Единственная уступка, на которую французские власти в те годы смогла пойти, учитывая изменений настроений за рубежом, произошла в декабре 1964 года, когда Национальная ассамблея с опозданием ввела категорию «преступления против человечности» (впервые определены в Лондонских соглашениях 8 августа 1945 года) во французское законодательство и объявила их не имеющими срока давности. Но это никак не было связано с Виши. Это было реакцией на процесс Освенцима, проходивший тогда во Франкфурте, и имело целью способствовать дальнейшему преследованию на французской территории лиц (немцев или французов) за их прямое участие в нацистских планах уничтожения. То, насколько официальная власть была далека от того, чтобы снова поднять вопрос французской коллективной ответственности, стало очевидно в 1969 году, когда правительство запретило показ фильма «Скорбь и жалость» Марселя Офюльса на французском телевидении.
Документальный фильм Офюльса об оккупации в городе Клермон-Ферран в Центральной Франции основывался на интервью с французами, британцами и немцами. В нем почти ничего не было о Холокосте и очень мало о Виши: он был посвящен распространенной продажности и ежедневной коллаборации военных лет. Офюльс заглядывал за кулисы корыстной послевоенной истории Сопротивления. Но даже это было слишком для властей последних лет правления де Голля. И не только для власти. Когда фильм, наконец, через два года показали — и не на национальном телевидении, а в маленьком кинотеатре в парижском Латинском квартале, — одна женщина среднего возраста, выйдя из кинотеатра, сказала: «Позорно, но чего еще ждать? Офюльс же еврей, не так ли?».
Стоит обратить внимание, что только во Франции прорыв к более честному погружению в военную историю произошел благодаря работе историков-иностранцев, двое из которых — Эбергард Экель из Германии и Роберт Пакстон из США, авторы выдающихся работ, вышедших в конце 1960-х — середине 1970-х — были первыми, кто использовал германские источники, чтобы продемонстрировать, какой процент преступлений Виши было совершено по инициативе Франции. Это была не та тема, к которой мог бы обратиться любой местный историк: через тридцать лет после освобождения Франции национальные чувства все еще были очень уязвимы. Аж в 1976 году, узнав о деталях выставки в честь французских жертв Освенцима Министерство по вопросам ветеранов выдвинуло требование относительно некоторых изменений: именам в списке «недоставало надлежащего французского звучания».
Как это часто бывало во Франции в те годы, такие настроения вызвала скорее ущемленная гордость, чем неприкрытый расизм.

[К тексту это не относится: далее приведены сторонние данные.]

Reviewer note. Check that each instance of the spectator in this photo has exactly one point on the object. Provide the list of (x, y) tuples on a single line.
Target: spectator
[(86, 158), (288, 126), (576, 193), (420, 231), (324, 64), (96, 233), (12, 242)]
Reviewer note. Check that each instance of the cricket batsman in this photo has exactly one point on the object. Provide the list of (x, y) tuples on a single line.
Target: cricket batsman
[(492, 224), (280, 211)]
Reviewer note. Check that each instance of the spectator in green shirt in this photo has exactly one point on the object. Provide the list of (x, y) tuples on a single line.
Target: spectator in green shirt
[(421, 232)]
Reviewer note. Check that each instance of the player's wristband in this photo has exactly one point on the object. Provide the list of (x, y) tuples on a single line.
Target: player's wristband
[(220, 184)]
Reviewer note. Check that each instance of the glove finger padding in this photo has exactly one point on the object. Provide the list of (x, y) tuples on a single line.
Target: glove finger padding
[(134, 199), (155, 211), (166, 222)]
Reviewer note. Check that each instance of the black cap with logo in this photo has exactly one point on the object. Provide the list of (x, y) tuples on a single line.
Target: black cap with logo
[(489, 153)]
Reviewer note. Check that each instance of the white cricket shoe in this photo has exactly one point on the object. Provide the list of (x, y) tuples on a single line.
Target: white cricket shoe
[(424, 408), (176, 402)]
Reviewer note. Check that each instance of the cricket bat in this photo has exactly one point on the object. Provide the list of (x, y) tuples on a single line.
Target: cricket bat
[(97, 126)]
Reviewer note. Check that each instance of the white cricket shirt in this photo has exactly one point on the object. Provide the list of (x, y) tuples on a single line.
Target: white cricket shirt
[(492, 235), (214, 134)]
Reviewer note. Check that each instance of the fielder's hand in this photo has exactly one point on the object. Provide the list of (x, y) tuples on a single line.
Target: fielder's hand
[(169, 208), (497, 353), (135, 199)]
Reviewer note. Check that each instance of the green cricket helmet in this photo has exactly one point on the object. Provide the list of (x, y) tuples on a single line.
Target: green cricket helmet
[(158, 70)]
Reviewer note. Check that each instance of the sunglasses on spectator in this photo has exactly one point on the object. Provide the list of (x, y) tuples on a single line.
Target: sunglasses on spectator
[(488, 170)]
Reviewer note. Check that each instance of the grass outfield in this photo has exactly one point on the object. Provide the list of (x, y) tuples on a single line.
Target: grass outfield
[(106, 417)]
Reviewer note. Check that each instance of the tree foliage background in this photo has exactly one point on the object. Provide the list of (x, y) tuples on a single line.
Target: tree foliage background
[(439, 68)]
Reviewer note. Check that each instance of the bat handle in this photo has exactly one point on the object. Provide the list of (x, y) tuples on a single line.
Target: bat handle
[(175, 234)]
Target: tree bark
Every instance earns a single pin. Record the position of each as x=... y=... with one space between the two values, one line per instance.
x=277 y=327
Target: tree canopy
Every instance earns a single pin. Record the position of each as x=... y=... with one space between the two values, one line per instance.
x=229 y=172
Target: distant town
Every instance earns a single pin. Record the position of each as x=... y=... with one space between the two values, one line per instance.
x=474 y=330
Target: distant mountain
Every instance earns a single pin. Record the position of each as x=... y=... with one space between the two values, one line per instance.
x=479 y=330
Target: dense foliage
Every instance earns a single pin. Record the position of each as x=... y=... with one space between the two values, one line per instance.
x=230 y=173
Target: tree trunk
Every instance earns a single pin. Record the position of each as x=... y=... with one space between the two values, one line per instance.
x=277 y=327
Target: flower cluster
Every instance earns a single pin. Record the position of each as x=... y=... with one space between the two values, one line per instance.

Еще в 1939 году Франция была крупной международной державой. Но за короткие тридцать лет она потерпела сокрушительное военное поражение, унизительную оккупацию, кроваво и позорно потеряла две свои колонии и (в 1958 году) пережила смену режима, который состоялся почти как переворот. Великая нация пережила с 1914 года так много потерь и унижений, что в ней глубоко запечатлелась компенсаторная склонность выпячивать национальную гордость при каждом удобном случае. Бесславные (как минимум) эпизоды лучше было отправить в дыру памяти. В конце концов, французы спешили оставить в прошлом не только Виши — никто не хотел говорить об «грязных войнах» в Индокитае и Алжире, а еще меньше — о пытках, которые там применяла армия.
В этом аспекте уход де Голля от власти мало что изменил, несмотря на то, что младшее поколение французов и француженок проявляли незначительный интерес к национальной славе и не вкладывало личных средств в мифы, окружающие недавнюю историю Франции. В последующие годы французы, безусловно, стали более осведомлены в вопросе Холокоста и более чувствительны к страданиям евреев в целом — отчасти из-за возмущения, которое всколыхнула печально знаменитая пресс-конференция де Голля 27 ноября 1967 года после победы Израиля в Шестидневной войне, когда французский президент отозвался о евреях как о «самоуверенном и властном народе». А документальный фильм «Шоа», снятый французским режиссером Клодом Ланцманном в 1985 году, произвел ошеломляющее впечатление на французских зрителей, несмотря на то (или благодаря тому), что в нем речь шла почти исключительно об истреблении евреев на Востоке.